Ibunya Nindy ke dapur untuk membuat minuman. Suasana menjadi hening karena kikuk dan tidak tahu apa yang akan dibicarakan. Detak jarum jam sangat terdengar jelas di antara keheningan ini.

"Kakinya sudah beneran sembuh, Pak?" tanya Nindy lagi.

"Sudah tidak apa - apa, hanya kadang nyeri sedikit," jawabnya.

Pertanyaan basa - basi itu pun berakhir karena Bapaknya Reza mulai menanyakan hal yang serius pada Nindy.

"Kamu sama Adit itu temen sekolah atau temen apa?" tanya Bapaknya Reza.
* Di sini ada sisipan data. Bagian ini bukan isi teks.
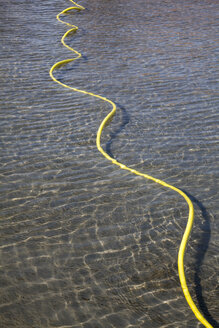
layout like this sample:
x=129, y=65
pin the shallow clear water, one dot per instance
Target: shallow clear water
x=83, y=243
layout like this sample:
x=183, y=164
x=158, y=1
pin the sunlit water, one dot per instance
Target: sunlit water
x=83, y=243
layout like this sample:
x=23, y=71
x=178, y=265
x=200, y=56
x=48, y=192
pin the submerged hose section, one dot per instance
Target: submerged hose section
x=73, y=29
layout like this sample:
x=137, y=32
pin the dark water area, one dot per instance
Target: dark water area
x=83, y=243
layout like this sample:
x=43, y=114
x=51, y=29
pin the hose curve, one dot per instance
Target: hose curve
x=74, y=28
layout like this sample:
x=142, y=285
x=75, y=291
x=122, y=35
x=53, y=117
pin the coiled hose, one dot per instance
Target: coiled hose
x=74, y=28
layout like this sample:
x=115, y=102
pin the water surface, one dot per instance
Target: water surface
x=83, y=243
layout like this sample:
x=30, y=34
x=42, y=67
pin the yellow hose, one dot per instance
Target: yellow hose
x=186, y=234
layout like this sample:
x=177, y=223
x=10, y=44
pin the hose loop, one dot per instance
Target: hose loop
x=74, y=28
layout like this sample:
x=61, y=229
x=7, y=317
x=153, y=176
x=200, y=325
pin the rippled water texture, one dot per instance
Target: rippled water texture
x=83, y=243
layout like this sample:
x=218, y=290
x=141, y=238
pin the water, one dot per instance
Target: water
x=83, y=243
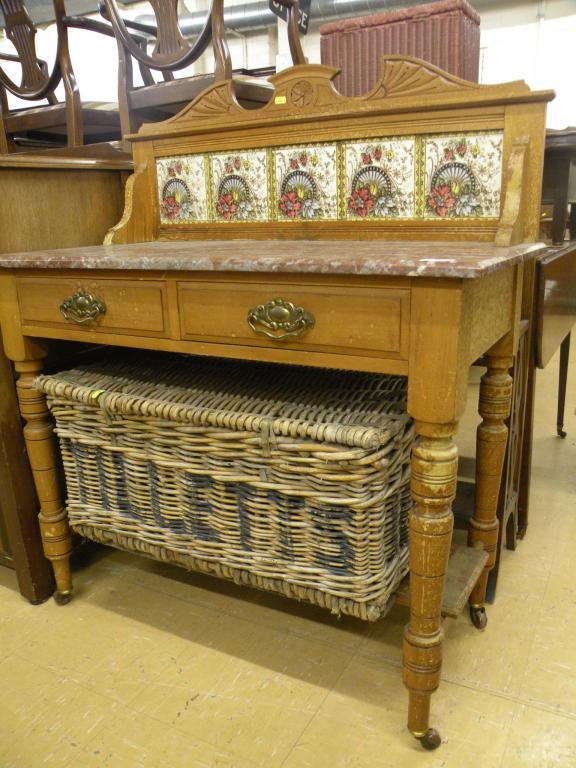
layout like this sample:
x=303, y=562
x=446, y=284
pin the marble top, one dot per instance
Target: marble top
x=344, y=257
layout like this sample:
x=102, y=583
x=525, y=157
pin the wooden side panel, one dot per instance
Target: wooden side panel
x=55, y=208
x=488, y=298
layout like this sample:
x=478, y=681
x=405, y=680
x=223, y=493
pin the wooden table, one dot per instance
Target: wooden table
x=47, y=200
x=423, y=310
x=402, y=220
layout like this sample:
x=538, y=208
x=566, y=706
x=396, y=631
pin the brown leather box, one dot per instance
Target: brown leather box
x=445, y=33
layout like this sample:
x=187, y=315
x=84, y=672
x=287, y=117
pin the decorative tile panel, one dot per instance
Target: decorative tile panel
x=305, y=186
x=452, y=176
x=379, y=179
x=463, y=176
x=182, y=189
x=239, y=186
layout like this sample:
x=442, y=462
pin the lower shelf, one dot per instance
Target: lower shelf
x=464, y=569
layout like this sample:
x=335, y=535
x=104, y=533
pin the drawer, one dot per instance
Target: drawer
x=367, y=320
x=135, y=307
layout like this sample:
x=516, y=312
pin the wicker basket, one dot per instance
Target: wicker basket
x=287, y=479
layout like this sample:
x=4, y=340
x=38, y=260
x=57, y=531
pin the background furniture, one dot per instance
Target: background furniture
x=559, y=182
x=70, y=121
x=445, y=33
x=171, y=53
x=556, y=314
x=74, y=201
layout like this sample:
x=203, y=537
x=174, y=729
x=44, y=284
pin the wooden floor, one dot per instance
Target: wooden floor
x=150, y=666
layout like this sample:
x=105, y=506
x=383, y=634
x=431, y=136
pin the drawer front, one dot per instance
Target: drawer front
x=108, y=306
x=350, y=320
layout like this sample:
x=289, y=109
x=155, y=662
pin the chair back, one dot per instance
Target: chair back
x=37, y=82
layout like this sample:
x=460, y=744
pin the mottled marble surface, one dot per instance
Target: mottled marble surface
x=344, y=257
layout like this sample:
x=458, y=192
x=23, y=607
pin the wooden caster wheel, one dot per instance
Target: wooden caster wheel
x=62, y=598
x=431, y=739
x=478, y=616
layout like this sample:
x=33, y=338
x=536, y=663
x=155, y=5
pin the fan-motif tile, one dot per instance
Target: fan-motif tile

"Sebenarnya saya sama Adit itu kenal di Palembang waktu saya tugas di sana, Pak. Malah yang temen sekolah saya itu si Reza," jawab Nindy jujur.

"Lhoh? Saya baru tau lho ini... kamu sama Reza temen sekolah?" kata Bapaknya Reza heran.

"Iya, kita pernah satu kelas waktu SMA dan Bu Ida itu guru saya. Makanya saya sudah tidak asing saat di rumah sakit kemarin," cerita Nindy.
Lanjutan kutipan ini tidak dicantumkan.